Libby Wennstrom hands a face mask to parent Dawn Cotton on Monday at Blue Heron Middle School in Port Townsend. Cotton was picking up school supplies, as well as masks, for her five children who will be attending Port Townsend schools this year. (Nicholas Johnson/Peninsula Daily News)

Libby Wennstrom hands a face mask to parent Dawn Cotton on Monday at Blue Heron Middle School in Port Townsend. Cotton was picking up school supplies, as well as masks, for her five children who will be attending Port Townsend schools this year. (Nicholas Johnson/Peninsula Daily News)

Mask-makers outfit students headed back to school

Group steps up to produce child-sized face masks

EDITOR’S NOTE: This corrects the name of the Rotary Club that provided a grant for the face masks. The name was incorrect in a story published on Page A1 Tuesday in the Jefferson County edition.

PORT TOWNSEND — Tagging along with his seventh-grade sister to pick up school supplies, third-grader Carlos Soto kept his distance as he peered at a table covered in colorful face masks of various sizes and designs.

“Can I help you pick one out?” Libby Wennstrom asked from behind the table. “They’re free.”

Eventually, the young boy settled on a black mask covered in yellow Batman logos.

Carlos and his sister Ayelen Soto were among a steady stream of students and parents to encounter the face-mask giveaway Monday outside Blue Heron Middle School in Port Townsend.

They weren’t the first and they won’t be the last, said Wennstrom, one of three administrators of Face Mask Challenge Port Townsend, a Jefferson County-wide effort with about 100 members who have been sewing and distributing homemade cloth face masks since the coronavirus pandemic shut down schools in March.

Since May, the donation-funded group has pumped out some 2,000 mostly adult-sized masks a month and delivered them to grocery stores, primary care clinics, food banks and passersby at farmers markets and on downtown streets.

“Some of us who knew each other had started making masks using YouTube videos as a guide,” said Rosemarie Gagnon, another group administrator.

“We found out home health care workers and nursing homes didn’t have adequate supplies for their staff, so we started the group and started branching out.”

Ellen Cote cuts fabric for face masks at her home in Port Townsend. (Ellen Cote)

Ellen Cote cuts fabric for face masks at her home in Port Townsend. (Ellen Cote)

In early August, the county’s Department of Emergency Management — unsure if it would receive a shipment of child-sized masks in time for the start of the school year — asked whether the group could produce enough masks for all students in the county.

“We’d discussed it in July because we could see the problem coming,” Wennstrom said. “We were already working on building up stock, so it was an easy yes.”

As of Sunday, the group of home-based sewers scattered around the county had produced 1,100 of their 1,500 child-sized-mask goal, including four sizes in three styles and a wide variety of fabric designs.

Bekah Ross of Brinnon could see the coming need for back-to-school masks as early as June, so she designed her own fabric especially for Brinnon students, featuring images of pencils, books, elk and bobcat paw prints.

“Since I retired, I’ve been doing art and design, so that’s how I got interested in designing fabrics,” said Ross, who added she hadn’t done much sewing prior to the pandemic. “My sewing machine had been gathering dust for decades before all this happened.”

Last week, Ross delivered 85 of her handmade masks to the Brinnon School District for distribution to students and staff. Now she’s working on another batch with a new bobcat design.

“I’m hoping each kid will have two to three masks, ultimately,” Ross said.

That’s also the broader group’s goal.

“We’d ultimately like to make sure every school-age kid has at least two appropriately sized, washable and reusable masks to wear to school,” Wennstrom said.
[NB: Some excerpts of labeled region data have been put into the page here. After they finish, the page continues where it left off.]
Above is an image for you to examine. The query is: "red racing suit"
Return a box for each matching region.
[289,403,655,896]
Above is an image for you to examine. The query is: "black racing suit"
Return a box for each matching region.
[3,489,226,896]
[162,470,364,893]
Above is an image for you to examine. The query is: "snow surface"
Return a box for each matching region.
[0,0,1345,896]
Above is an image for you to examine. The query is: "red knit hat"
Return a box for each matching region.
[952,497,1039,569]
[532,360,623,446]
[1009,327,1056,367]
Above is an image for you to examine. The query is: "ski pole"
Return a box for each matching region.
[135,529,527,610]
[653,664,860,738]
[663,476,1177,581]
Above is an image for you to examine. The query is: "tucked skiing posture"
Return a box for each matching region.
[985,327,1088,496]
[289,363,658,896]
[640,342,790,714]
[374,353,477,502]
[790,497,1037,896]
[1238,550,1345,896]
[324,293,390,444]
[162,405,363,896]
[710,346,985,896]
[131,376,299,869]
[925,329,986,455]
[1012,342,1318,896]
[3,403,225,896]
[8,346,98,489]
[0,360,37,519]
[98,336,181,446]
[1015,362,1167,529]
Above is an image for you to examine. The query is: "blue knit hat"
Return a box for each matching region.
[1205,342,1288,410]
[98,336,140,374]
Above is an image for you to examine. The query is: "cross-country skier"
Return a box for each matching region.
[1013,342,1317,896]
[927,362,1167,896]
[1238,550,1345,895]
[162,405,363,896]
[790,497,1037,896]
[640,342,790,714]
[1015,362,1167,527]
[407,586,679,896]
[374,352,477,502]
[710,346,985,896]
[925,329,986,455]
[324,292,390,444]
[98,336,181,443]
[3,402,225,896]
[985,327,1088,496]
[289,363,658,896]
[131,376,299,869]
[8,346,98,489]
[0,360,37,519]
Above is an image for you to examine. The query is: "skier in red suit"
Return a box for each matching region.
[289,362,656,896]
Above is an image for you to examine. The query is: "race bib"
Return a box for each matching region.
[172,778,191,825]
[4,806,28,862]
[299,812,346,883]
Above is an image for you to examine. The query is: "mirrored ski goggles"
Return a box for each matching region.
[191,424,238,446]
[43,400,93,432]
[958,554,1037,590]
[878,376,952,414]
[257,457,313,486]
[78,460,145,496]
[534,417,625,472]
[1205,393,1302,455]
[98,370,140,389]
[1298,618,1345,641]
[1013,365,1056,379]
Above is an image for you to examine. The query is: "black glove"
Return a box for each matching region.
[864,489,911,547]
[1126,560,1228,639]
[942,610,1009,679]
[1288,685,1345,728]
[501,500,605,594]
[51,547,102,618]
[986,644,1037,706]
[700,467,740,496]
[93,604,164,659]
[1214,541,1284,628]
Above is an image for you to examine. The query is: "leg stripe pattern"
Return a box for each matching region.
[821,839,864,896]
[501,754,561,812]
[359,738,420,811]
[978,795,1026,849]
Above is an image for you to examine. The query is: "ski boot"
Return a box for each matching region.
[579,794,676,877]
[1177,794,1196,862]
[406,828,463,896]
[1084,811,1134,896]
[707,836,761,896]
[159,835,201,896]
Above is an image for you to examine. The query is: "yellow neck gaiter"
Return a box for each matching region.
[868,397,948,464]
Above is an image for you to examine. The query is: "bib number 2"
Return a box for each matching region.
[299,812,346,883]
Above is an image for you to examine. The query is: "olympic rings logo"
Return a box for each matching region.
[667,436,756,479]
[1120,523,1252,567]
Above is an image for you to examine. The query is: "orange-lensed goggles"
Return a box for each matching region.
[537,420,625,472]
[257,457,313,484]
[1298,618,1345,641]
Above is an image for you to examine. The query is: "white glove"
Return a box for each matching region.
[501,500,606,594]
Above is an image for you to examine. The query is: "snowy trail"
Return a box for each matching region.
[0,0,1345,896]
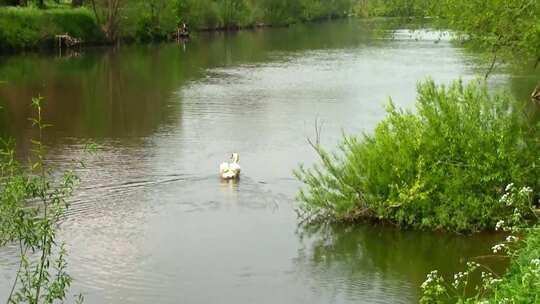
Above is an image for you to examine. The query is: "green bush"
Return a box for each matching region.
[295,81,540,231]
[0,8,102,50]
[485,227,540,303]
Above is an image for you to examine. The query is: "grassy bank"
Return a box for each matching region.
[0,7,102,51]
[0,0,355,51]
[295,81,540,231]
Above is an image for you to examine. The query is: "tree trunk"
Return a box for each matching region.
[71,0,84,7]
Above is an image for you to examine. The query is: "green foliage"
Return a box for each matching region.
[0,97,83,304]
[0,8,101,50]
[354,0,433,17]
[485,226,540,303]
[420,190,540,304]
[295,81,540,231]
[429,0,540,64]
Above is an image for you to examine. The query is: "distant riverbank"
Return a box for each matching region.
[0,0,353,53]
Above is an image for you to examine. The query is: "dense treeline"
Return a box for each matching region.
[0,0,434,49]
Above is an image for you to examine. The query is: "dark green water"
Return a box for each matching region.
[0,21,538,303]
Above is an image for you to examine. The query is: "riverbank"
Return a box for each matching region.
[0,7,104,52]
[0,0,352,52]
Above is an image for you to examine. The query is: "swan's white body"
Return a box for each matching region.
[219,153,240,179]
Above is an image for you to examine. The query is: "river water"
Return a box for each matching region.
[0,20,534,304]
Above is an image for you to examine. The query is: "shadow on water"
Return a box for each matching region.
[0,20,537,303]
[297,224,504,303]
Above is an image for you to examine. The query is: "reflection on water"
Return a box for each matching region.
[298,224,503,303]
[0,20,537,303]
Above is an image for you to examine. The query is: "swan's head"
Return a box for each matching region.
[231,153,240,163]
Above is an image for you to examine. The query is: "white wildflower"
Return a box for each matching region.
[519,187,532,195]
[499,193,509,204]
[506,235,518,243]
[491,244,506,253]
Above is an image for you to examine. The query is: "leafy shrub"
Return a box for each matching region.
[420,190,540,304]
[0,8,102,50]
[295,81,540,231]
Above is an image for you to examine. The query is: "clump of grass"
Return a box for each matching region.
[420,189,540,304]
[295,81,540,231]
[0,7,102,50]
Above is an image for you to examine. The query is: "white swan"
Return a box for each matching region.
[219,153,240,179]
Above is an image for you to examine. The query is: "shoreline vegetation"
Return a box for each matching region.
[0,0,540,303]
[0,0,436,52]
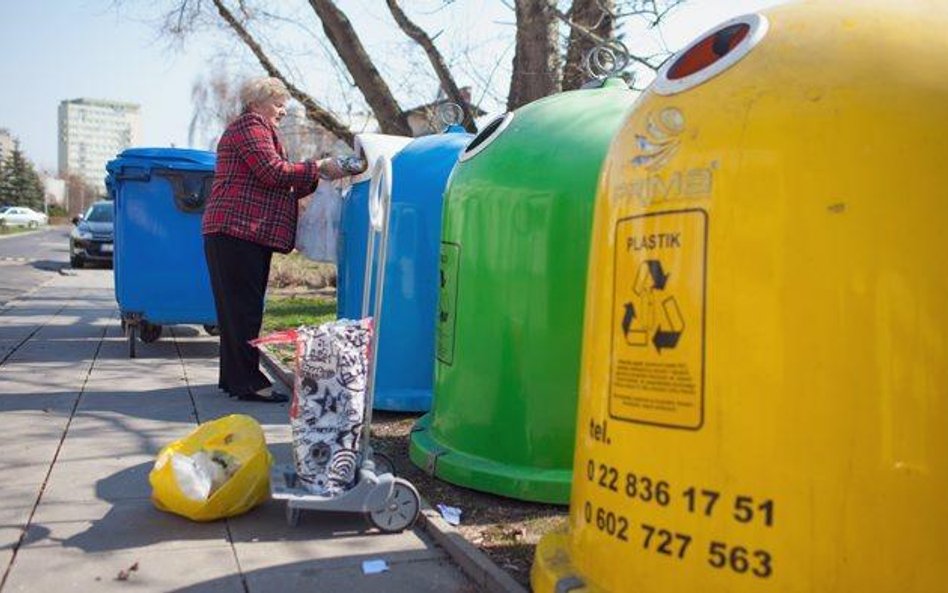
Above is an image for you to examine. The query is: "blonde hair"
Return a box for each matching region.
[240,76,290,111]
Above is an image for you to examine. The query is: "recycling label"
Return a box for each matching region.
[609,210,708,429]
[435,241,461,365]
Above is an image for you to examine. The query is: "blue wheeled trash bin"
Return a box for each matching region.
[106,148,217,358]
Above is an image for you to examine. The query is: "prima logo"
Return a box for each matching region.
[632,107,685,171]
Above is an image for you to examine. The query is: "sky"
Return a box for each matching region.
[0,0,782,173]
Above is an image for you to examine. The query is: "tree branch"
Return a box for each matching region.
[308,0,412,136]
[385,0,477,132]
[213,0,354,146]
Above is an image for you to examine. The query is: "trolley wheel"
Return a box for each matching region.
[286,503,303,527]
[372,451,395,476]
[141,321,161,344]
[369,478,421,533]
[122,319,137,358]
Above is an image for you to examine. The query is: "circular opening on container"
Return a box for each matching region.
[654,14,768,95]
[458,112,513,161]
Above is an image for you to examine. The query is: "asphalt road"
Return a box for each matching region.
[0,226,105,307]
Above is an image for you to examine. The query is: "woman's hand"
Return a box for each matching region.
[316,157,349,180]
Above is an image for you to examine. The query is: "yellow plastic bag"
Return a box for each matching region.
[148,414,273,521]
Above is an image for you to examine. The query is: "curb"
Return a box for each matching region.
[260,349,527,593]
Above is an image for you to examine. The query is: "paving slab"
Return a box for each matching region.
[0,270,500,593]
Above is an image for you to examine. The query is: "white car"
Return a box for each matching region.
[0,206,49,229]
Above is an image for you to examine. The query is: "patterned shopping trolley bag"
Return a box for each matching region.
[252,319,372,496]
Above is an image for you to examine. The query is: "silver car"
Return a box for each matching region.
[69,200,114,268]
[0,206,49,229]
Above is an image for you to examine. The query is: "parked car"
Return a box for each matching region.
[0,206,49,229]
[69,200,115,268]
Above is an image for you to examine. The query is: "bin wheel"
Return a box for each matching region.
[372,451,395,476]
[141,321,161,344]
[122,319,136,358]
[369,478,421,533]
[286,503,303,527]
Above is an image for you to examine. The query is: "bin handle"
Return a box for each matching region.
[115,165,151,181]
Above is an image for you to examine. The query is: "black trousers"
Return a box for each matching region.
[204,235,273,396]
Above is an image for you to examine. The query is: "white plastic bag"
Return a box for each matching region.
[296,181,342,264]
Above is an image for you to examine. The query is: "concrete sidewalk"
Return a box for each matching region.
[0,270,504,593]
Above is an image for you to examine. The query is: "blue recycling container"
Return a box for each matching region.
[106,148,217,326]
[339,126,473,412]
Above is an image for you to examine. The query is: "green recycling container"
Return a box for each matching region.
[410,79,635,504]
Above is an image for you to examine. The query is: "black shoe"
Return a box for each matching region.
[237,387,290,404]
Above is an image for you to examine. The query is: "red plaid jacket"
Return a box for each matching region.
[201,112,319,253]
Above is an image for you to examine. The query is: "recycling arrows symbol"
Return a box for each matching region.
[622,259,685,354]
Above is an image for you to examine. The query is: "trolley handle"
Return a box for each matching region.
[359,155,392,448]
[369,155,392,233]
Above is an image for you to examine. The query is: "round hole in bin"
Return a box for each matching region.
[653,14,768,95]
[458,112,513,161]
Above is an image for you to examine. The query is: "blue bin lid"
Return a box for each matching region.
[105,148,217,175]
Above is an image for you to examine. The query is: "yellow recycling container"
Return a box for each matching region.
[532,0,948,593]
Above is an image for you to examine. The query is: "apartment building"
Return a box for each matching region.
[59,99,141,193]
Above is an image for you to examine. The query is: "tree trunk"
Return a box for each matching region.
[563,0,615,91]
[309,0,412,136]
[507,0,560,111]
[385,0,477,132]
[213,0,354,146]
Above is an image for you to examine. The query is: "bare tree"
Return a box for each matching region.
[141,0,685,144]
[308,0,411,136]
[560,0,616,91]
[209,0,352,144]
[385,0,477,132]
[507,0,560,110]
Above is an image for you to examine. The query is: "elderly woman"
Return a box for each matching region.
[202,78,347,403]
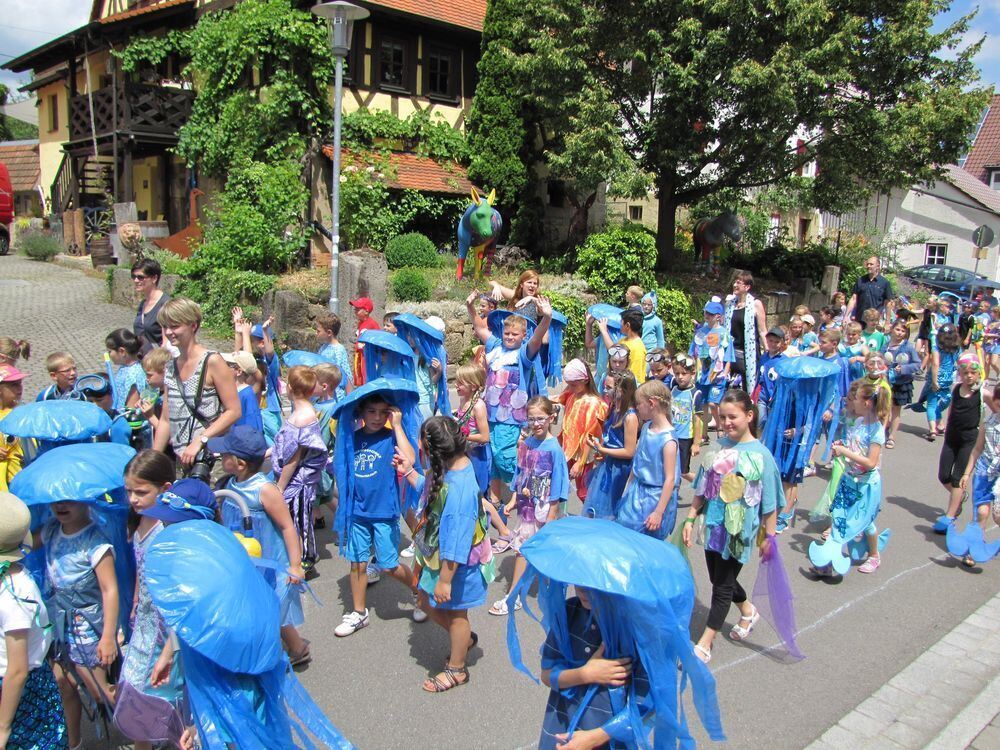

Early on, a $1,500 grant from the Jefferson Community Foundation helped cover the cost of materials. More recently, a $2,000 grant from the Rotary Club of Port Townsend has helped cover the cost of making child-sized masks.

However, “a lot of our funding comes in from people in the community donating a little bit here and a little bit there,” Gagnon said.

And while the community mask-makers have shifted their focus to child sizes, the county’s Department of Emergency Management (DEM) has supplied the group’s usual recipients, as well as area high-schoolers, with commercially made masks from its on-hand stockpile of about 100,000.

“This community is incredibly lucky to have so many dedicated mask-makers,” said Dave Codier, DEM liaison officer for COVID-19. “The most amazing part is the consistency with which they’ve continued to serve our community. It has made an enormous difference.”

The group already has provided masks to Swan School and Sunfield Farm & Waldorf School. This week, they’ll drop off masks in Quilcene and Chimacum. And next week, they’ll set up a table outside Salish Coast Elementary in Port Townsend for three days.

The community mask-makers have no plans to slow down production. In fact, Gagnon said they are ready to continue well into next year and welcome anyone who would like to join them.

“I can’t make the virus go away, but I can make masks,” she said. “And that gives me a sense of purpose and fulfillment.”